Making things even stranger, the race-against-the-clock structure—which punctuates scenes with title cards counting down to the Fund’s participation deadline—is exactly the kind of dehumanizing and trite framework that the story’s content rails against. If victims shouldn’t be numbers plugged into a spreadsheet, why should they live as a percentage on a whiteboard in a movie? Why should they exist as a plot engine hoping to make audience members tense, thinking “Oh ho ho, they’re not going to make it!” until a last-minute reveal?
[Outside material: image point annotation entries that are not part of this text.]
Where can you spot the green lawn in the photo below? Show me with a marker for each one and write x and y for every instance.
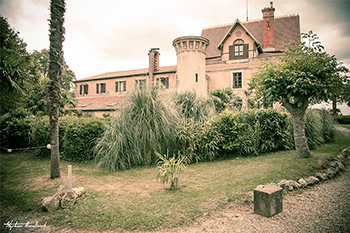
(344, 125)
(133, 199)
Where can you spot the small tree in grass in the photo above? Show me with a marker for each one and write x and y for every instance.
(169, 169)
(305, 74)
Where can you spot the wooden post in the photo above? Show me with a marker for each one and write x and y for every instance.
(69, 177)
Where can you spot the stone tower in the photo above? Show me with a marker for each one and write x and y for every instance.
(190, 52)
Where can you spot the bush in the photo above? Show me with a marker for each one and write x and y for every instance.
(313, 129)
(80, 138)
(225, 99)
(16, 129)
(199, 140)
(274, 128)
(41, 133)
(343, 119)
(238, 138)
(319, 128)
(328, 130)
(145, 125)
(189, 105)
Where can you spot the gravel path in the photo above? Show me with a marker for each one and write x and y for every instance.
(324, 207)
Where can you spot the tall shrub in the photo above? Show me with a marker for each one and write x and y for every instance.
(15, 129)
(313, 129)
(80, 138)
(238, 138)
(328, 122)
(199, 140)
(274, 128)
(146, 125)
(190, 105)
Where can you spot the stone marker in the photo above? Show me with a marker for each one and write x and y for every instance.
(268, 201)
(69, 177)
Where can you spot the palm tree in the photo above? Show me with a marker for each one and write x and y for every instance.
(57, 9)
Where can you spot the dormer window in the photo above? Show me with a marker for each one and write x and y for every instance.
(100, 88)
(238, 50)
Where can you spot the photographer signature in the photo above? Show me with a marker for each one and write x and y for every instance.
(11, 224)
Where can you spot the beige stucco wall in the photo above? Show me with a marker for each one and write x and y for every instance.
(190, 64)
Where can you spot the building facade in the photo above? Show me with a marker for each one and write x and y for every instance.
(223, 56)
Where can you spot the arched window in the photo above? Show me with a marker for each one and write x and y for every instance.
(238, 50)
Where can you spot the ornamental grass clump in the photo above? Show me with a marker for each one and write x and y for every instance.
(145, 124)
(169, 169)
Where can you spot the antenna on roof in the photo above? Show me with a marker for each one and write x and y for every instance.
(247, 9)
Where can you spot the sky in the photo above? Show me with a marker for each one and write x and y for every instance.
(114, 35)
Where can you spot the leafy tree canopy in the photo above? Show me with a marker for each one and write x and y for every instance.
(305, 74)
(17, 71)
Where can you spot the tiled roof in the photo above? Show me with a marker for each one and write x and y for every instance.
(127, 73)
(286, 29)
(97, 103)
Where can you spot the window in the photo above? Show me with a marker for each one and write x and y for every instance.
(120, 86)
(103, 87)
(84, 89)
(162, 83)
(238, 50)
(141, 83)
(100, 88)
(237, 80)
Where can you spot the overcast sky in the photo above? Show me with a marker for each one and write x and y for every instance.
(112, 35)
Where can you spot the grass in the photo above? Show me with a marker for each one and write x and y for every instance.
(133, 200)
(344, 125)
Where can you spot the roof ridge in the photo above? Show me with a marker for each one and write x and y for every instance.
(250, 21)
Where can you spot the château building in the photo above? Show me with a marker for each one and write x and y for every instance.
(223, 56)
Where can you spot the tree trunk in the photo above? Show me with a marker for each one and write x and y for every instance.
(298, 117)
(57, 9)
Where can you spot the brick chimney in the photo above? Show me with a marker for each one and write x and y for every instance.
(153, 65)
(269, 27)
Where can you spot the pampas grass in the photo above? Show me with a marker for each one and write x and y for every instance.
(146, 124)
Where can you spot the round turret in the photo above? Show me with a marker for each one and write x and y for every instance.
(191, 51)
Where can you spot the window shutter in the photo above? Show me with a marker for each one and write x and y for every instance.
(103, 87)
(245, 50)
(231, 52)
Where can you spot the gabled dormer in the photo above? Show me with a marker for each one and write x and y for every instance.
(238, 44)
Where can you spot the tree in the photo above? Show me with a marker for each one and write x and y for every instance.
(36, 100)
(17, 71)
(57, 9)
(305, 74)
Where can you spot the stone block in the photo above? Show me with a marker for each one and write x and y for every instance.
(268, 201)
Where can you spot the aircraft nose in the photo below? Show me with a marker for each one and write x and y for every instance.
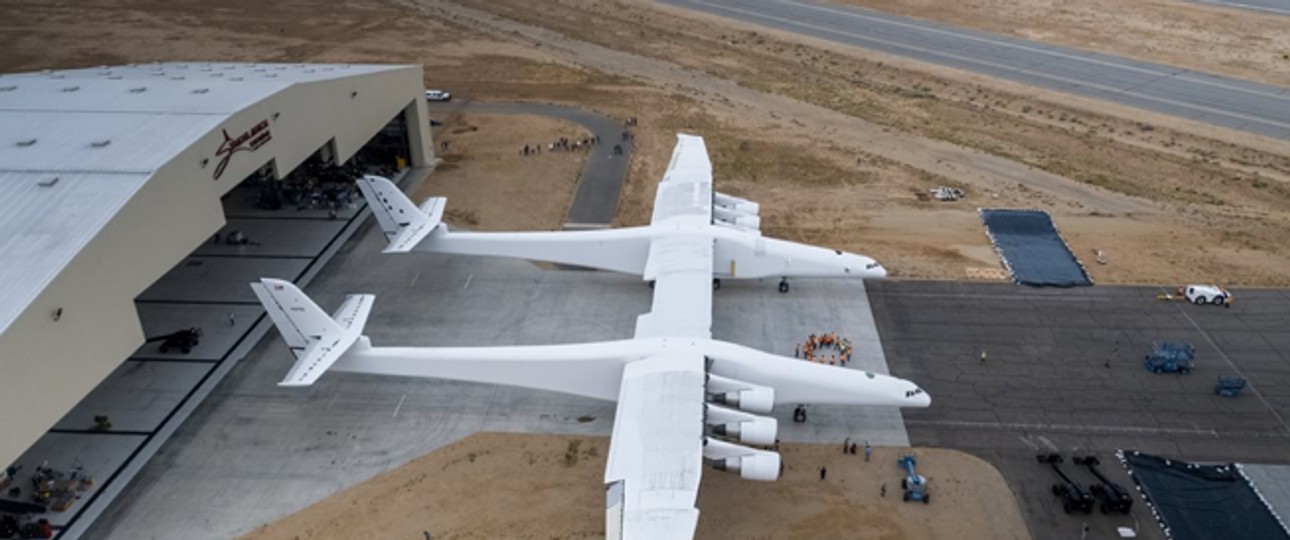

What Worth comes down to is the difference between a film that makes you cry and a film that makes you feel. You’re not going to hold up to a bunch of excellent character actors delivering monologues about 9/11 losses, accompanied sometimes by letters, recordings or visible injuries of their own. Add a release date aimed squarely at the 20th anniversary of the attack, and you’ve got the makings of a calculated assault on the Kleenex box. But you might feel equally uneasy as the tears flow, as the ending of each speech comes away like a cheat—not as something to humanize these people or their plights, but to humanize Feinberg and his associates. Director Sara Colangelo’s camera remains transfixed upon its testimonials, but it’s after it cuts away, when it’s left to linger and resonate, that you start seeing how the script treats them as tools. Educational moments for the unaffected elite.